Enlèvement, séquestration et assassinat crapuleux de l’élève Evelyne SINCERE : La FJKL choquée, indignée et révoltée demande aux autorités étatiques d’assumer leurs responsabilités ou se démettre!

Dans cette note publiée ce mardi 3 novembre 2020, la Fondasyon Je Klere (FJKL) a réagi sur l’assassinat d’ Evelyne Sincère.

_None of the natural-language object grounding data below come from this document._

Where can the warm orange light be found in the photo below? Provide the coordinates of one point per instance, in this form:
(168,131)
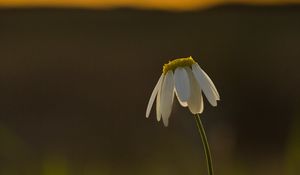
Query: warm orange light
(156,4)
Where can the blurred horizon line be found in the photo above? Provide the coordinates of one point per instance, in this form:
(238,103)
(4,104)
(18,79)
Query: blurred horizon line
(191,5)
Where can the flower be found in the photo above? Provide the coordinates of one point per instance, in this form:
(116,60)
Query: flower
(187,80)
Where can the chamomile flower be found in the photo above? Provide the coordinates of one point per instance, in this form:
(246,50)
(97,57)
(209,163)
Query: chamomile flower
(185,78)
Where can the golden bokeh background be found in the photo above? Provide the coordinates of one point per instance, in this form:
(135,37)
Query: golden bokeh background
(148,4)
(75,82)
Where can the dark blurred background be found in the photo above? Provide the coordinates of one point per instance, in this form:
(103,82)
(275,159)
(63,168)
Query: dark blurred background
(75,83)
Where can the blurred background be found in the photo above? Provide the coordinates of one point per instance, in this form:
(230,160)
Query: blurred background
(76,77)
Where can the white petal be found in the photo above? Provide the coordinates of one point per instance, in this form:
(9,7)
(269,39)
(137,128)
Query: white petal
(182,84)
(153,95)
(211,96)
(212,86)
(158,111)
(182,103)
(195,102)
(167,96)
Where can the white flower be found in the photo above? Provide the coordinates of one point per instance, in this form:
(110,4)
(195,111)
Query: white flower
(187,80)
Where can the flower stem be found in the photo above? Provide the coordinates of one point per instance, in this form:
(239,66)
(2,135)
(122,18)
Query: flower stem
(205,145)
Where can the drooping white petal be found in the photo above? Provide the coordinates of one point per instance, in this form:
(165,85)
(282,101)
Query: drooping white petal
(158,111)
(153,95)
(182,103)
(195,102)
(167,96)
(212,86)
(182,85)
(205,85)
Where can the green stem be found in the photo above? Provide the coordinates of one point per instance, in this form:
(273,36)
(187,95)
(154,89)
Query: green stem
(205,145)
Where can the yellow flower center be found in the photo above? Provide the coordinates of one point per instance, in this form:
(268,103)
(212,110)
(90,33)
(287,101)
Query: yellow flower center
(180,62)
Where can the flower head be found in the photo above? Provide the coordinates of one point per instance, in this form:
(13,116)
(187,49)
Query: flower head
(187,80)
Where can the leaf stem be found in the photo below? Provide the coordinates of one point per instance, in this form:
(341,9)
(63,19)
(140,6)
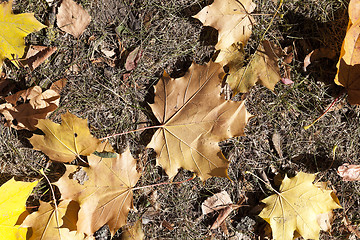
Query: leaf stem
(165,183)
(136,130)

L’organisation de promotion et défense des droits de l’homme invite les autorités à assumer leurs responsabilités ou se démettre.

La Fondasyon Je Klere (FJKL) est choquée, indignée et révoltée de l’image terrifiante circulant sur les
réseaux sociaux de l’élève Evelyne SINCERE qui, après ses examens de fin d’études secondaires, a été enlevée le 29 octobre 2020, séquestrée, torturée et assassinée par ses ravisseurs qui ont ensuite jeté son cadavre sur une pile d’immondices à Delmas 24, zone contrôlée par des gangs proches du pouvoir.

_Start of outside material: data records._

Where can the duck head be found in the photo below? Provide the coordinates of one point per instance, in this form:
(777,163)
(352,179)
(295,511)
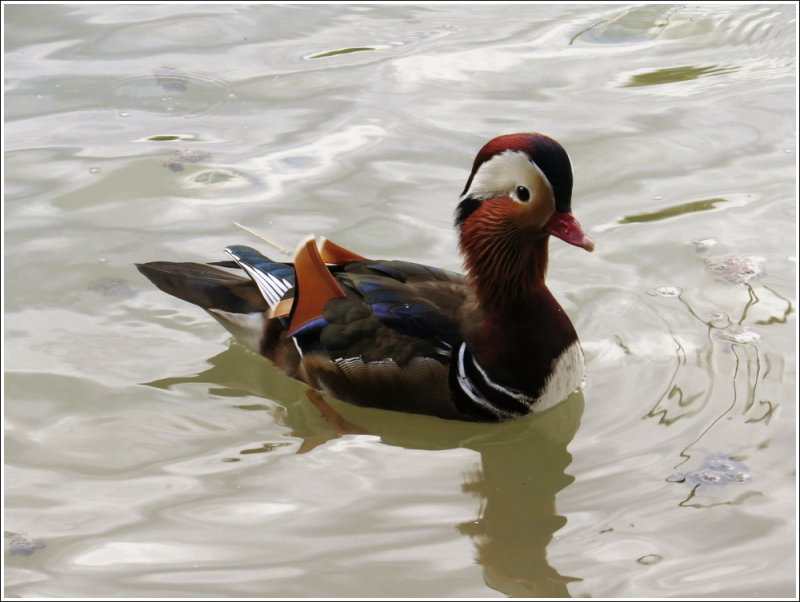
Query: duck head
(517,195)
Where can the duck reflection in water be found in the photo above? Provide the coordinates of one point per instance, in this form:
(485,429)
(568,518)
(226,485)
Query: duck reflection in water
(521,468)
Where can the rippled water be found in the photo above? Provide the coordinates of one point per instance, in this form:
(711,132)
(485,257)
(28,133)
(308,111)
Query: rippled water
(147,455)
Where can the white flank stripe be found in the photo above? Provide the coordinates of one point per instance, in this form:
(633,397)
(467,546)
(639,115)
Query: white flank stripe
(526,399)
(565,377)
(469,389)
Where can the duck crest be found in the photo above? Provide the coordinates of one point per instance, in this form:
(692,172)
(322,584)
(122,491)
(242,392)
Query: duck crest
(488,346)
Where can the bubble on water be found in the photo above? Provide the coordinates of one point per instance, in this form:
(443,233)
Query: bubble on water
(650,559)
(737,334)
(666,291)
(737,270)
(704,244)
(715,471)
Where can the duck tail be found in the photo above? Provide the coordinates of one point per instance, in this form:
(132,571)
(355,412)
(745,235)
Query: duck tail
(211,288)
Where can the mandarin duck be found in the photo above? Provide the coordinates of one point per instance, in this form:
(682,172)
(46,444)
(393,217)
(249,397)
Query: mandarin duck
(490,345)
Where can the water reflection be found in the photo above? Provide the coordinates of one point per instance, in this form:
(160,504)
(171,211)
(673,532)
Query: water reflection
(520,469)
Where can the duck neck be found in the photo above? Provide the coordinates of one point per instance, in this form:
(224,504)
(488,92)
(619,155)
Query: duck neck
(522,329)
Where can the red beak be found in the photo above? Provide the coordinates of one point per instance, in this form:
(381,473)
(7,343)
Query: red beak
(567,228)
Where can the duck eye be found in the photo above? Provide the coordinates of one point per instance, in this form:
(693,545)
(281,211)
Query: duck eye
(523,194)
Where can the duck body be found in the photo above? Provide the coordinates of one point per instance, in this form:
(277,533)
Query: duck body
(490,345)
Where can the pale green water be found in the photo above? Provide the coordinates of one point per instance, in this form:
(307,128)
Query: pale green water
(147,455)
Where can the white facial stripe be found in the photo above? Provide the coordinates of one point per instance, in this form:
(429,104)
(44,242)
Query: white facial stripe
(500,175)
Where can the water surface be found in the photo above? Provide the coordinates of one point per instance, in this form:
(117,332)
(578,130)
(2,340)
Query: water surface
(148,455)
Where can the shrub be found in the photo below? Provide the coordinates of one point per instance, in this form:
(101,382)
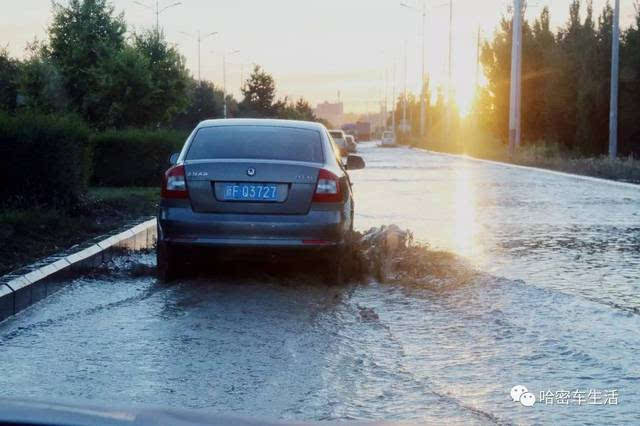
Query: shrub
(45,160)
(134,157)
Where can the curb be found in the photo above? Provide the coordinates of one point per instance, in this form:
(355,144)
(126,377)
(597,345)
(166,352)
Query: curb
(26,286)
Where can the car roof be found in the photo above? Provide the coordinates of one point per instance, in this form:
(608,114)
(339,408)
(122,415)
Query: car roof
(261,122)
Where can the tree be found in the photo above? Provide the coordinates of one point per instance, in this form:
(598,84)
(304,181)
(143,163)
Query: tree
(8,81)
(204,102)
(124,94)
(40,83)
(84,35)
(259,93)
(168,75)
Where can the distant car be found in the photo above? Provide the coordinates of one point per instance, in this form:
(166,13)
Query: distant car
(388,139)
(274,185)
(340,138)
(352,146)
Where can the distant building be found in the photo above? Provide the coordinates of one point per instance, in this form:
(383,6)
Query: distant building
(332,112)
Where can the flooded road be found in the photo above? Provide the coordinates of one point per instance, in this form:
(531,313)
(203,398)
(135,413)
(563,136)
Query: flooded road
(551,301)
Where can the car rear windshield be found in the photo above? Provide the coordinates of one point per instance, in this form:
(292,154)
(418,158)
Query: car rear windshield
(257,142)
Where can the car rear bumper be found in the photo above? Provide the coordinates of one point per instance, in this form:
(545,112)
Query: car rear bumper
(317,229)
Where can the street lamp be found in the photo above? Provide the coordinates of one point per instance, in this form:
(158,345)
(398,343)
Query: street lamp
(224,76)
(422,96)
(157,10)
(199,38)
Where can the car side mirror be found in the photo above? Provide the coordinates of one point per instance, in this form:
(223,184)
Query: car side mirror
(355,162)
(173,159)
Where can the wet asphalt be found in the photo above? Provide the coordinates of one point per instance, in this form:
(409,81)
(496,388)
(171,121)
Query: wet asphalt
(551,302)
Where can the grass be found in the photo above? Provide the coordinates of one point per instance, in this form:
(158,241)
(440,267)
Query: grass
(28,235)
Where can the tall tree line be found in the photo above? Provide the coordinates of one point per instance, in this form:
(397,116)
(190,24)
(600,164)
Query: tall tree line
(565,81)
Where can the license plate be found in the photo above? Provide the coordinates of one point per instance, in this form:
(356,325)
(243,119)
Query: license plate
(250,192)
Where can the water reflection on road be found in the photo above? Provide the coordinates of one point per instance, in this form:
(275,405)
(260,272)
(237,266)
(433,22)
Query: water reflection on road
(554,306)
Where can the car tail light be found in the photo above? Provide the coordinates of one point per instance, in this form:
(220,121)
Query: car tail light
(328,188)
(175,183)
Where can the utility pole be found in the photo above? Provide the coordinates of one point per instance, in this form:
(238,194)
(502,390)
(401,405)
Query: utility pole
(449,82)
(422,93)
(157,10)
(386,84)
(615,62)
(404,95)
(393,104)
(199,39)
(514,99)
(224,79)
(478,62)
(423,12)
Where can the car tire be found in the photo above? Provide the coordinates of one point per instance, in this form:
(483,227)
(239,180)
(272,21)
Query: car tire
(168,265)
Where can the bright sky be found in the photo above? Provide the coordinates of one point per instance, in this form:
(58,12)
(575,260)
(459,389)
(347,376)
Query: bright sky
(314,48)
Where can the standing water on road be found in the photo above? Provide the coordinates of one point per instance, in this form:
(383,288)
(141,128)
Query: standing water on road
(532,279)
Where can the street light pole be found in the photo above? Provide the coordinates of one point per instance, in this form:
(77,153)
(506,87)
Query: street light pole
(199,39)
(393,103)
(615,62)
(422,90)
(449,82)
(423,12)
(514,100)
(224,79)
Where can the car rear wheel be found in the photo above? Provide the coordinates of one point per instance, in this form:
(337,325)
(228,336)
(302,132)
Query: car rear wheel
(168,264)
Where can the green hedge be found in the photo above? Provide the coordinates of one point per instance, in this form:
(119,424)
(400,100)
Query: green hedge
(134,157)
(45,160)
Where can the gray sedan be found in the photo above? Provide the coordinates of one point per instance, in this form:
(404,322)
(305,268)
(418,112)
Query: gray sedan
(273,185)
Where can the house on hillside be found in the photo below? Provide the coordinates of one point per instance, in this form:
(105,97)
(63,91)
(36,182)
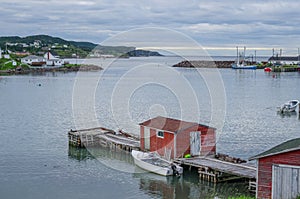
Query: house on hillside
(52,60)
(34,60)
(174,138)
(278,171)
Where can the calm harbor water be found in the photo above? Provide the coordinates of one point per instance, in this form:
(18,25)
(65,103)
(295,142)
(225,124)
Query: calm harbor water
(38,110)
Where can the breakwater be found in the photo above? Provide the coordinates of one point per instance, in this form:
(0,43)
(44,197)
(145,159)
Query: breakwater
(204,64)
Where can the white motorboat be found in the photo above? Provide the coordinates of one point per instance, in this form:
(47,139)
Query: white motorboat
(154,163)
(289,106)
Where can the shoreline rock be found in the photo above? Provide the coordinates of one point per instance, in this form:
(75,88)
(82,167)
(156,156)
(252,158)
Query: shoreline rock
(204,64)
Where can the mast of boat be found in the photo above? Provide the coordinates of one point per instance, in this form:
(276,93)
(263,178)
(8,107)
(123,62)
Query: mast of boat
(244,54)
(298,58)
(237,55)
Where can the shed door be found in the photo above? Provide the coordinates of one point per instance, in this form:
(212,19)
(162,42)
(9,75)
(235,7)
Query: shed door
(285,181)
(147,138)
(195,143)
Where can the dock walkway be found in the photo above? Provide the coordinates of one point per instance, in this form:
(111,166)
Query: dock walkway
(103,137)
(215,170)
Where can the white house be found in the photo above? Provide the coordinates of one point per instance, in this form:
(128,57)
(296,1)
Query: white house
(51,60)
(34,60)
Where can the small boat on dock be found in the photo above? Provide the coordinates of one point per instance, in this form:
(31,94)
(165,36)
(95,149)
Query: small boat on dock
(154,163)
(289,106)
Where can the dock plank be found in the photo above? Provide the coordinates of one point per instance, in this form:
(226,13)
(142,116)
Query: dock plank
(222,166)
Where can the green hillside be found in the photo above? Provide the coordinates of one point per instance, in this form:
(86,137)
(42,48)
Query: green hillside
(40,44)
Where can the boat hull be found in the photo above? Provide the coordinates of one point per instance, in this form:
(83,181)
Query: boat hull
(289,106)
(164,171)
(241,66)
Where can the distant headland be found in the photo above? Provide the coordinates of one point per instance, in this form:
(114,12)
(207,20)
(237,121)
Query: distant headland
(47,53)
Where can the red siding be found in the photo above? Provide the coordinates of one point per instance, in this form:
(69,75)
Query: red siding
(264,179)
(142,141)
(183,142)
(208,141)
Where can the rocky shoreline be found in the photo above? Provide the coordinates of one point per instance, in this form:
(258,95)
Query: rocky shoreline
(60,69)
(204,64)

Ce crime odieux intervient à un moment où Haïti offre au monde l’image d’un Etat délinquant, plongé dans le chaos, l’anarchie et le désespoir. Des crimes spectaculaires se multiplient dans les rues, à l’intérieur des maisons des citoyens; les cas de kidnapping augmentent de manière effrayante et les kidnappeurs ne se cachent plus.

Pire, des chefs de gangs informent qu’ils utilisent le kidnapping pour se procurer de l’argent parce que le pouvoir politique en place a cessé depuis quelques mois de leur envoyer de l’argent. Le pays fait donc face indéniablement à un ordre public assassin. L’Etat tue ou laisse tuer impunément.


La FJKL rappelle que l’Etat a l’obligation de protéger le droit à la vie, le droit à la dignité et à l’intégrité des
personnes se trouvant sur son territoire. Tout pouvoir politique qui se montre incapable de garantir ces droits n’a plus sa raison d’être.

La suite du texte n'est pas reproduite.